But forget science. The best reason to utilize olive oil-to dip bread in it, to drizzle it on almost anything that comes out of your kitchen-is that it’s delicious. The best varieties come from the hot, dry hillsides of Italy (especially Tuscany), Spain (Andalusia) and France (Provence). Your local supermarket should have a number of quality olive oils from these countries. Buy oils labeled “extra-virgin,” indicating that the oil is “first press” and low in acidity (meaning fresh and full of flavor). Look for Borges, the delicate, citrus-inflected Spanish oil, or the rustic, spicy Italian olive oils from Colavita and Filippo Berio.

Specialty shops and gourmet delis stock wide arrays of small-production oils from the Mediterranean as well as from up-and-coming regions of Australia and California. There are tons of small producers, each using different varieties of olives, grown under different climatic conditions. The flavor of high-end olive oil is as dependent as wine on climate and soil-and real connoisseurs taste oil with the same enthusiasm as oenophiles.

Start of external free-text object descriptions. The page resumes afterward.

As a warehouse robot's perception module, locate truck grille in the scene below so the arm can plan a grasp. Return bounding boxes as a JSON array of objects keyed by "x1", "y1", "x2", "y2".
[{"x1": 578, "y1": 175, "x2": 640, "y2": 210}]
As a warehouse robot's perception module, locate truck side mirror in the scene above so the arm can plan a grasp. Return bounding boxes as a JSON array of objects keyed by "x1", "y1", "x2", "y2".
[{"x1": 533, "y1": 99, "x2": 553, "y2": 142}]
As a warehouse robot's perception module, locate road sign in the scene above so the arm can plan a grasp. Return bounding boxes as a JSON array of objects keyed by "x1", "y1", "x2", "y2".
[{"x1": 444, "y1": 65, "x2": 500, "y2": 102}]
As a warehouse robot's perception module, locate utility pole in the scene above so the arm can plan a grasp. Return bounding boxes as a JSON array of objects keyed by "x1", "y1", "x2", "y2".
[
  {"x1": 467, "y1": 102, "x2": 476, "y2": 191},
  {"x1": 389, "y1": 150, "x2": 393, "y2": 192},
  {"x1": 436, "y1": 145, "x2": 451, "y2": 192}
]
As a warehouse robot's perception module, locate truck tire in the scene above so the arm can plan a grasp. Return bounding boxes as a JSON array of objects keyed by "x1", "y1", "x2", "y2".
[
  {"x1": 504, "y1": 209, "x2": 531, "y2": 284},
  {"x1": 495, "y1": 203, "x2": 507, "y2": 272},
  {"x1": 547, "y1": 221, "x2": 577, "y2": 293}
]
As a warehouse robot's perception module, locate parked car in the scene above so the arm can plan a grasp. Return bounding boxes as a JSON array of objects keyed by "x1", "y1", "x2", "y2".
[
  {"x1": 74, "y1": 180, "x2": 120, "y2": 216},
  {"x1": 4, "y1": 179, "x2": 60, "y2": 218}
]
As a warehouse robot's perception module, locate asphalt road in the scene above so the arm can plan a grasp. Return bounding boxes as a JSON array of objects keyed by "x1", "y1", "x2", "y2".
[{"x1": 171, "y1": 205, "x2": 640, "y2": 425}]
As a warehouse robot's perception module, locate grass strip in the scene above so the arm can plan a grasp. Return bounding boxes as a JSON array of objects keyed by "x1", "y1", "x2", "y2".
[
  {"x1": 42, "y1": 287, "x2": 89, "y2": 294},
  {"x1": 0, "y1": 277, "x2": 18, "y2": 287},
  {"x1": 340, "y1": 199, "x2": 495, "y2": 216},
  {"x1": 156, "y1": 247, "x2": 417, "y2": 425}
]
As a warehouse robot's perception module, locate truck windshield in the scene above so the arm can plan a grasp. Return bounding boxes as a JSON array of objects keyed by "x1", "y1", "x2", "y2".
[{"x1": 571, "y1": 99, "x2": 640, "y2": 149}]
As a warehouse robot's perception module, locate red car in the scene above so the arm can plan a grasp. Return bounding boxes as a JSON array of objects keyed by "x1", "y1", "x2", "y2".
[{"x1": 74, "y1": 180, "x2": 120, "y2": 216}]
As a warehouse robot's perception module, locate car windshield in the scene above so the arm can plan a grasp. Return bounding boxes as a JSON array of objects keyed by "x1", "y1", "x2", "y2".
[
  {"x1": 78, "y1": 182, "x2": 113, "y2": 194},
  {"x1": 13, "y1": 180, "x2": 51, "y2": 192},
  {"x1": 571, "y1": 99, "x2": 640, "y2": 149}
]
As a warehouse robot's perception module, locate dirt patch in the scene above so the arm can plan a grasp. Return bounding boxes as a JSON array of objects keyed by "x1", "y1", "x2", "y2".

To meet some truly oil-passionate people, head to Oliviers and Co., a specialty oil importer with outposts in major cities (none in ski country, so pack your own). Each year, Oliviers offers fresh “Grand Cru” oils from tiny artisan growers in Europe. Try the smooth and floral Aires del Coto from Andalusia, or the rich, peppery Moulin Fortune Arizzi from the mountains of Provence. These are fresh oils, imported within days of pressing, and shouldn’t be stored longer than six months. But don’t cook with them: Olive oil loses its flavor in the frying pan.


Try these:

>Gaeta An Italian olive well-known for its role in pizza and pasta sauce. Black, dry- or brine-cured, with a nice, meaty texture and slightly salty taste.

>Kalamata The Greek olive, almond-shaped and black-purple, deliciously fruity and tart.

>Manzanilla A green olive from Spain, aromatic and mild.

>Nyons A prized, bitter-tasting black olive, also from France, generally found dry-cured in salt.

>Picholine A green olive from France with a slightly bitter, nutty flavor.